Blood test detects early signs of liver transplant rejection
Liver transplant is a lifesaving surgery, but a significant number of patients experience organ rejection or other complications. Now a new study by scientists from Georgetown University and MedStar Health describes how a single blood sample can be used to catch problems at the earliest stages, allowing tailored treatment to prevent the organ’s failure.
The research, funded in part by the National Institutes of Health, is a major step toward the development of a liquid biopsy that could not only quickly detect post-transplant complications but also pinpoint the cause. The technology would largely eliminate the need for more invasive tests.
The findings were published June 17 in the journal Nature Communications (“Circulating, cell-free methylated DNA indicates cellular sources of allograft injury after liver transplant” DOI: 10.1038/s41467-025-60507-9).
There’s a need for a much better and more granular understanding of what’s driving a transplant failure. With this technology we can draw a blood sample and pretty much get a readout of what’s going on with the whole patient.”
Anton Wellstein, MD, PhD, professor of oncology and pharmacology at Georgetown’s Lombardi Comprehensive Cancer Center, and senior author of the study
Liver transplants are only given to patients who are in desperate need; unlike other organs like the kidneys, which can be supported with dialysis, there are no machines or treatments that can save a patient when the liver fails. And because there is just a limited supply of livers available for transplant, preventing organ injury is of paramount importance, said study co-author, Alexander Kroemer, MD, PhD, a transplant surgeon at MedStar Georgetown University Hospital and director of the Center for Translational Transplant Medicine at Georgetown University Medical Center.
There are several ways a transplanted organ can sustain damage. The transplantation process itself can injure the new liver, place stress on nearby organs and trigger an immune response.
Currently, transplant doctors can use blood tests to detect potential damage and genetic testing to determine whether the damaged cells originate from the donated liver or the patient’s own body. However, identifying the precise cause often requires costly imaging studies or invasive follow-up tests, such as a liver biopsy.
The new technology works by picking up DNA fragments found in the debris left behind by dying cells circulating in the bloodstream. Wellstein’s team found that chemical signatures left behind on these DNA fragments could be used to identify the original cell type and where it came from, with precise detail.
“What’s new is that we can now figure out the cellular origin of the damage,” Wellstein explained. “We can pinpoint the cell types, either in the transplanted organ or in the host, in other tissues that are getting damaged or under threat of damage.”
The convenience of the test means it can be repeated at frequent intervals, he noted, making it easier for doctors to monitor patients and detect problems early.

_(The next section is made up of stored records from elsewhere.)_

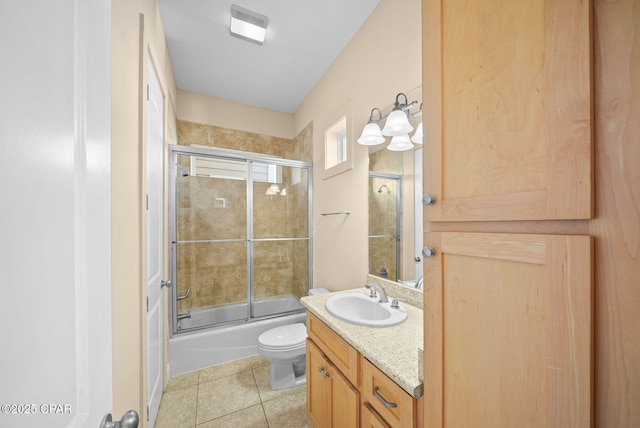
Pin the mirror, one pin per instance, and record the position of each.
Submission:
(395, 209)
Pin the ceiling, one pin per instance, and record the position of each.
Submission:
(303, 39)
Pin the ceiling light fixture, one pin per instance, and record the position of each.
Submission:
(248, 25)
(397, 126)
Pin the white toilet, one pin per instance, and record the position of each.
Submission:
(285, 348)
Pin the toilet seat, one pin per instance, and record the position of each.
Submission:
(285, 338)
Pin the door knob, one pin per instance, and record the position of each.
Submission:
(428, 252)
(428, 200)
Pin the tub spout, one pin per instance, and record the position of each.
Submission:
(184, 315)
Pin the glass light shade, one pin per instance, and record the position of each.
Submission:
(417, 136)
(397, 124)
(371, 135)
(400, 143)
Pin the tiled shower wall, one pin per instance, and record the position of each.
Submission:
(216, 272)
(382, 212)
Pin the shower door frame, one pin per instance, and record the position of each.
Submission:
(249, 158)
(398, 179)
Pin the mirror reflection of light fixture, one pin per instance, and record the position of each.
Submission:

“If you were to know, for instance, that the biliary compartment [of the liver] is injured but not the hepatocellular compartment, you could provide a more personalized treatment approach that leads to better care for the patient,” Kroemer said.
In addition to being faster and less invasive than a traditional tissue biopsy, the blood test is also potentially more accurate, he added. “With needle biopsies, there’s always the potential for sampling bias, because you’re not sampling the whole liver,” he said. “It’s just one small core that’s being evaluated.”
When researchers started the project seven years ago they had no idea if it would even be possible to detect cell damage in blood samples.
“It was amazing how well it worked,” Wellstein said.
The research was supported by a $2.5 million grant from the NIH. It originally started as a research project by first author Megan McNamara, an MD/PhD student at Georgetown. McNamara was supported by an NIH-funded training grant for PhD students.
Georgetown has filed patent applications on the technology with Wellstein, Kroemer and McNamara named as co-inventors. The researchers are studying additional applications, including in other organ transplants, in patients receiving radiation therapy for breast cancer, and in melanoma treatment.
The team is also seeking partners to commercialize the technology for clinical settings.
“We can make the discovery — that’s where academia comes in — but if you want to translate it for use in transplantation, it has to go to industry,” he said.
In addition to Wellstein, Kroemer and McNamara, other authors include Sidharth S. Jain, Amber J. Kiliti, Marcel O. Schmidt, A. Patrick McDeed, and Anna T. Riegel at Georgetown; Kesha Oza, Vinona Muralidaran, Digvijay Patil, and Yuki Cui at Medstar Health. The additional authors report having no personal financial interests related to the study.
This work was supported by funding from the National Institutes of Health grant T32-CA009686, F30-CA250307, R01-AI132389, R01-CA231291, and P30-CA51008.
McNamara, M. E., et al. (2025). Circulating cell-free DNA methylation patterns indicate cellular sources of allograft injury after liver transplant. Nature Communications. doi.org/10.1038/s41467-025-60507-9.